# Amazon apps



## jlee745 (Jul 27, 2010)

I have several apps that I love on my ipod touch ex. AIM, pixelogic, local Tv stations, directv and Goodreads. I wonder what it would take to get them to develop apps for Amazon. Would we email Amazon or the app developers and how would you know how to contact them? 
Sent from my Kindle Fire using Tapatalk


----------



## Hoosiermama (Dec 28, 2009)

I've been asking developers on Facebook if they will be developing an app for the Fire. So far the response has been good, and I'm hoping for some of my favorite Android apps to become available.

In the meantime, TV Listings from the Amazon app store is pretty good. It's what I have on my phone and Fire. I haven't bothered sideloading Directv, because I have it on my phone.

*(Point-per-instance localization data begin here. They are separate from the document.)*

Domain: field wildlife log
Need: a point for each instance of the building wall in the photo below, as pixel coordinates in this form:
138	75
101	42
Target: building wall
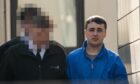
2	22
129	37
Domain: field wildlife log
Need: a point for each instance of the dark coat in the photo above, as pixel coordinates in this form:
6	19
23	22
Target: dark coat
20	64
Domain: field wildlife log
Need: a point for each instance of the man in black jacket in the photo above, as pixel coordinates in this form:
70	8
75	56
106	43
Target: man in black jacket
36	59
24	17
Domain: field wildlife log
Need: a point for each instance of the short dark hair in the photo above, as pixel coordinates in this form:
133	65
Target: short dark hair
97	19
42	22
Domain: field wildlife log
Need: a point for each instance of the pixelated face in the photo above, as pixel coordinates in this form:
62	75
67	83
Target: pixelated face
95	33
26	25
39	35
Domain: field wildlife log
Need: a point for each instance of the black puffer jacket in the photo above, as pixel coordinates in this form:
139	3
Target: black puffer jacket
21	64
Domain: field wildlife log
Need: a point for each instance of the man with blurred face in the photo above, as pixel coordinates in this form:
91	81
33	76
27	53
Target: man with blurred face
38	59
93	63
25	19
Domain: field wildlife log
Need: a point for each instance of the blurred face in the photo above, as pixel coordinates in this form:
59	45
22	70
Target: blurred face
26	25
95	34
40	36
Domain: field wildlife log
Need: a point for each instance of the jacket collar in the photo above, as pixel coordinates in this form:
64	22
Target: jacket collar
101	54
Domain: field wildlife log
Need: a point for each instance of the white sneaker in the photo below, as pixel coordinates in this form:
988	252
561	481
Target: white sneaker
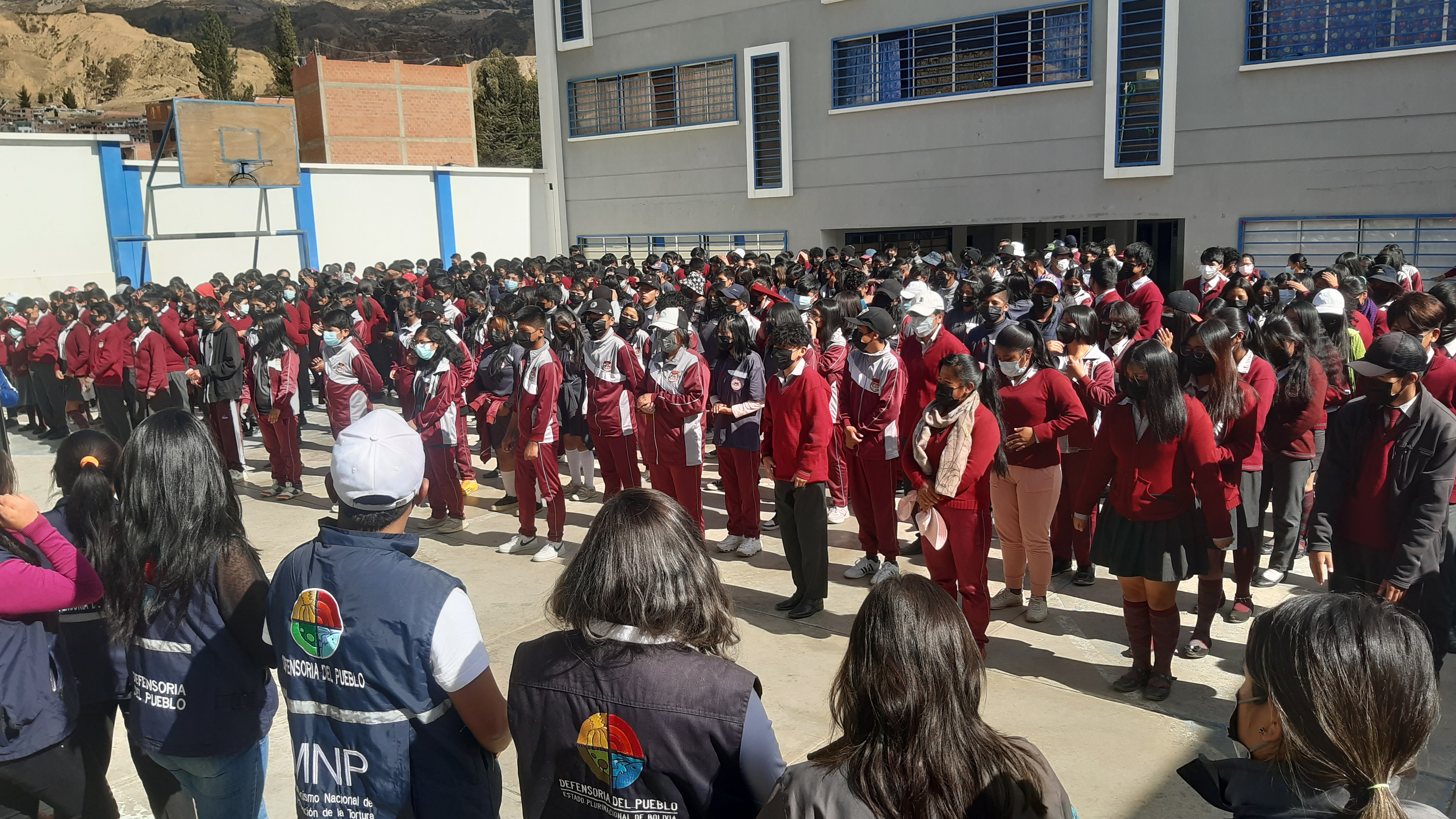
1007	598
863	567
516	546
886	572
1037	610
750	547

Sent from my Kindle Fire using Tapatalk


----------



## Guest (Jan 2, 2012)

jlee745 said:


> I have several apps that I love on my ipod touch ex. AIM, pixelogic, local Tv stations, directv and Goodreads. I wonder what it would take to get them to develop apps for Amazon. Would we email Amazon or the app developers and how would you know how to contact them?
> Sent from my Kindle Fire using Tapatalk


You would definitely want to contact the developers and urge them to make versions for the Fire. I think there was an article somewhere recently about how the big sales figures for the Fire have motivated a lot of developers to get the wheels turning for their apps. It's obvious with the future tablet and smartphone from Amazon that this is a platform that's here to stay.


----------



## Betsy the Quilter (Oct 27, 2008)

Facebook took forever to do their iPad app....hopefully they won't take so long with the Fire, as Android devices have been around awhile...

Betsy


----------



## jbcohen (Jul 29, 2011)

I would imagine that if you could show the developer that there is enough interest in the fire version that they would be more apt to write the fire version. I would get as many people to sign up on some sort of list to get the fire version, then submit that list with some sort of cover letter explaining what this list is and why you produced the list in the first place they might write the app if the list of customers is significantly long enough. Each developer would set what he/she calls long enough.



jlee745 said:


> I have several apps that I love on my ipod touch ex. AIM, pixelogic, local TV stations, directv and Goodreads. I wonder what it would take to get them to develop apps for Amazon. Would we email Amazon or the app developers and how would you know how to contact them?
> Sent from my Kindle Fire using Tapatalk


----------



## Betsy the Quilter (Oct 27, 2008)

You can also send feedback to Amazon about apps you'd like to see or other Fire feedback by tapping on the gear in the upper right hand corner, More> Help & Feedback> Feedback 

There's a dropdown menu where you can select "Apps" or Amazon Shop App" among other choices.

Betsy


----------



## geoffthomas (Feb 27, 2009)

I have a "f" app on my Fire that I did not put there.
I thought it came with the Fire from Amazon.
It does not seem to do anything but connect to Facebook through the browser.
Anybody know how I got this?
It is my app shelf.
I cannot find it by searching in the app store.


----------



## jbcohen (Jul 29, 2011)

Betsy may be right if you can convince amazon that there is enough interest in the app.  I don't think at an app developer would say no if amazon specificall asked for an fire version of their app.  However my comments about the petition still holds you would need to petition amazon for the app and you would need to figure out what an adequate number of signers would be.


----------



## luvmy4brats (Nov 9, 2008)

geoffthomas said:


> I have a "f" app on my Fire that I did not put there.
> I thought it came with the Fire from Amazon.
> It does not seem to do anything but connect to Facebook through the browser.
> Anybody know how I got this?
> ...


That's the Facebook "app" that comes with the Fire. It's not really an app since it just takes you to the browser page.


----------



## texas nece (Apr 22, 2010)

When I first opened my Fire, I clicked on the FB icon and yes, took me to the site and asked me to sign in. Since then, now when I click on it, it goes right to my page. Works like the FB app I have on my iPhone, but that works for me. LOL!


----------



## geoffthomas (Feb 27, 2009)

Thanks Heather.
It really doesn't do a very good job.
No wonder y'all are looking for a facebook app.
I find most of the social sites best viewed from a  pc.


----------